In the bar teams were meeting up, finding their support crews, and getting to know each other over a pint. Several of them were busy signing their race forms (known informally as ‘blood chits’) and Race Director Dave Bird was moving around the tables with some charts. It’s a very informal and friendly race!
Steve Hayes, skipper of the Irish team ‘Digital Built Consultants’ was in the bar with his delivery crewman, and they were waiting for the rest of the team to arrive, having come over on the ferry to Anglesey. This was a plan which caused some angst when the ferry was a little late and they could not collect the car they’d hired. (Hertz were happy to close up shop and leave anyone arriving on the ferry stranded without their hire car!) They’ll be in Barmouth later after a long taxi ride!
The team seem well prepared and when I spoke to Hayes he said, “We’re here to enjoy ourselves, but not just to make up the numbers. We want to be competitive if we can.”
“I’m really not sure when I heard about the race,” he said, “but when a neighbour who runs said he wanted a go and I got a more suitable boat it all came together.” He said they’d rigged up their oars, and motored through the Menai Strait to take a look. “So we know where we should go,” he added, “but that depends if wind and tide allow us to!” He’d looked at the option to around Anglesey as well if the tide is against them after the Snowdon run.
He continued; “We did start looking at timings and options but soon realised it was impossible to plan for this race! It’s so unusual as there is no course as such and in the end we just felt you have to do your best with whatever circumstances you’re in.”

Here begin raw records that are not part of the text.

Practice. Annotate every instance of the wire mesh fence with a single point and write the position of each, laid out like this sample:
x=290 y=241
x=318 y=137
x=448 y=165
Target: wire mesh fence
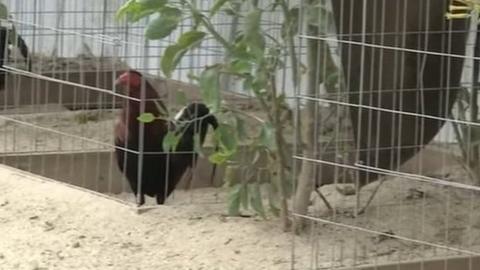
x=59 y=117
x=404 y=68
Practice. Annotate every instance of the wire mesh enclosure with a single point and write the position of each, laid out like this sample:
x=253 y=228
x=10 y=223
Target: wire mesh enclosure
x=59 y=117
x=404 y=114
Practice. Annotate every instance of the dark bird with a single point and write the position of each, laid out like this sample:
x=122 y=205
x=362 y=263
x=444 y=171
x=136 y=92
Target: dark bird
x=160 y=171
x=5 y=42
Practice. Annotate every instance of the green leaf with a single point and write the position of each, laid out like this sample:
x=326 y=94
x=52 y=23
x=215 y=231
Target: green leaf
x=240 y=66
x=164 y=24
x=146 y=118
x=191 y=39
x=3 y=11
x=234 y=200
x=210 y=88
x=267 y=136
x=171 y=58
x=180 y=98
x=217 y=6
x=241 y=129
x=256 y=199
x=153 y=3
x=170 y=141
x=138 y=9
x=220 y=157
x=126 y=8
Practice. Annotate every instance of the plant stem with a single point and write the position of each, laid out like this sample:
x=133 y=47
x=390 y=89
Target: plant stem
x=281 y=165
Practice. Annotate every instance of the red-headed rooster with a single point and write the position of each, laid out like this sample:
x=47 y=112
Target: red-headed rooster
x=160 y=171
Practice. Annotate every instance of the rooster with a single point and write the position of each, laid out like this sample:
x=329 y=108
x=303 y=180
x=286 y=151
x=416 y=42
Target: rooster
x=160 y=171
x=6 y=41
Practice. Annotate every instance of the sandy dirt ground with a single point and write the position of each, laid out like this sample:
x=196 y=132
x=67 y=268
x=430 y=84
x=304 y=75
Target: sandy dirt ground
x=49 y=225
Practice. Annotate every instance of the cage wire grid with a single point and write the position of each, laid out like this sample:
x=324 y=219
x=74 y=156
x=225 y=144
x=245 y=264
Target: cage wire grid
x=390 y=55
x=58 y=119
x=428 y=213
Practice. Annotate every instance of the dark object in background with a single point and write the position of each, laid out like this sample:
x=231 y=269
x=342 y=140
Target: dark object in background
x=160 y=171
x=392 y=79
x=5 y=52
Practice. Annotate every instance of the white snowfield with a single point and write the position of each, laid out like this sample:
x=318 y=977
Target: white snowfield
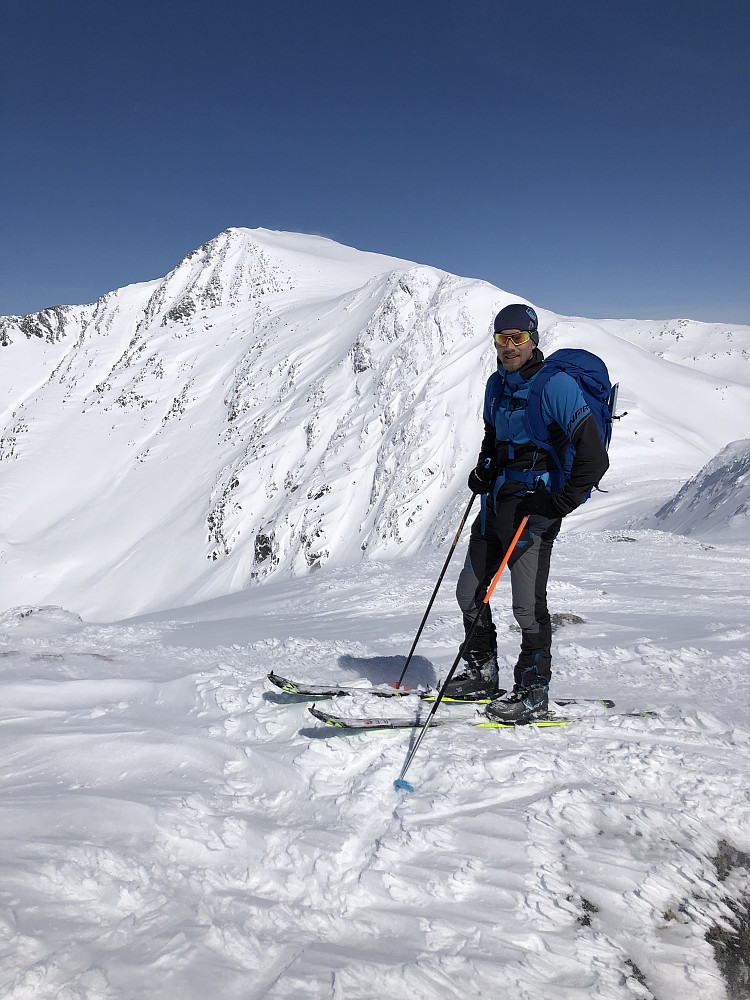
x=187 y=451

This team don’t have a support crew, which means they will have the bikes onboard. “They are all broken down,” Hayes said, “and it will take an hour to put them together and to take them apart after the Lake District stage.
The Wild Spirit team were in the bar with their support team, and in the afternoon they’d mounted their ‘pedal power platform’ to drive a (very) small propeller. Stu Walker said, “The plan was to have a properly designed and engineered device, but the student doing the project was useless, so we’ve ended up with a Heath Robinson thing I put together myself!” The forecast is for very light winds for the first 48 hours of the race so it will be tried out.
They are conditions which won’t favour Wild Spirit, and the skipper, Paul Jackson, who is the most experienced race skipper here was tipping the Irish team to do well. “I think they have the right boat for the race this year,” he said.
Team Baloo was over in the corner of the bar in their bright red team shirts and there was a surprise for Rob Harnan when his two nieces presented hand-made cards and a bottle of champagne to celebrate his engagement last week.
Red seems to be the colour this year. Ajax have bright red shirts, and so too do the Gwyr Harlech team. Theirs all have the logo of the Brain Tumour Charity, which they are supporting. They were all filling in their paperwork at the bar, and I spoke to one of the runners, Ed Bailley. “We’ve done the Snowdon and Scafell Pike routes,” he told me. “Scafell Pike was hard. That was a long, long day and we were all very tired by the finish.”
Tomorrow morning teams will complete their paperwork and checks before the race briefing at 11.00 in the yacht club. Then they will leave the harbour at 16.00 to get ready for the offshore race start at 17.00.